La Haute Autorité pour la transparence de la vie publique (HATVP) a suggéré mercredi que les nouveaux ministres fassent connaître très tôt leurs éventuels conflits d'intérêts en raison notamment de leurs fonctions passées, pour ne pas « nuire à l'action gouvernementale ».

Les membres du gouvernement ont actuellement deux mois suivant leur nomination pour déposer déclarations d'intérêts et de patrimoine auprès de cette autorité indépendante qui les contrôle.

En raison d'un ancien poste, de l'emploi du conjoint ou encore d'engagements personnels, un ministre peut devoir déléguer à un autre ou à la Première ministre certaines de ses attributions. Seize membres du gouvernement sont concernés actuellement, dont Marlène Schiappa en dernier lieu, en raison des fonctions de son compagnon, président de la mutuelle MGEN.

Certains ministres des gouvernements d'Élisabeth Borne ont contacté dès leurs premiers jours la HATVP et « ont pu identifier plus rapidement les situations à risques, déposer leur déclaration dans un délai plus court et adopter de leur propre initiative des mesures de déport », en s'écartant de certaines décisions, relève la Haute Autorité dans son rapport annuel 2022.

Vers une obligation de transmission d'un questionnaire ?

Elle propose de généraliser la pratique, ce qui nécessiterait une circulaire de Matignon pour prévoir une obligation de transmission d'un « questionnaire de prévention des conflits d'intérêts, dans un délai d'une semaine suivant la nomination ». Le délai de deux mois pour une déclaration complète demeurerait.

Le chef de l'Etat peut déjà tester des noms de ministres auprès du président de la HATVP Didier Migaud, qui dispose des déclarations d'intérêts ou de patrimoine de près de 18 000 élus et responsables publics, incluant notamment les activités professionnelles passées ou présentes, les participations à des organes dirigeants et la profession du conjoint.

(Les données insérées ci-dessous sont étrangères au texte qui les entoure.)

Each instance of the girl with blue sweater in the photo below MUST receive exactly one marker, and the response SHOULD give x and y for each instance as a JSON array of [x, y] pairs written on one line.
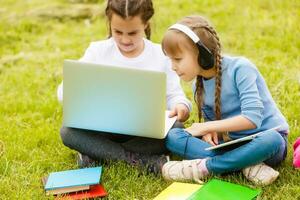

En 2022, la Haute Autorité a transmis 51 dossiers à la justice, dont 41 pour non-dépôt de déclaration et dix pour des manquements à la probité ou dans la déclaration.

Sur ces dix, sont concernés principalement des élus locaux ainsi que l'ex-ministre déléguée aux Collectivités territoriales Caroline Cayeux, pour suspicion d'évaluation mensongère de patrimoine. Une enquête préliminaire la visant a été ouverte en décembre pour blanchiment de fraude fiscale notamment.

Contre les non-dépôts de déclaration, la HATVP réclame depuis plusieurs années de pouvoir infliger des amendes, « pour que ce soit plus dissuasif », a souligné son président devant la presse.

La Haute autorité est également chargée de vérifier les mobilités public-privé de 15.000 personnes, et elle gère un registre public des représentants d'intérêts. Créée par les lois post-Cahuzac sur la transparence de 2013, elle fêtera en octobre prochain ses dix ans.

« L'immense majorité des responsables publics exercent leur fonction avec probité », juge M. Migaud. Il pense que face au « fort sentiment de défiance qui subsiste » dans l'opinion, ils devraient « promouvoir, parler plus régulièrement de ces sujets », par exemple lors d'un débat annuel au Parlement.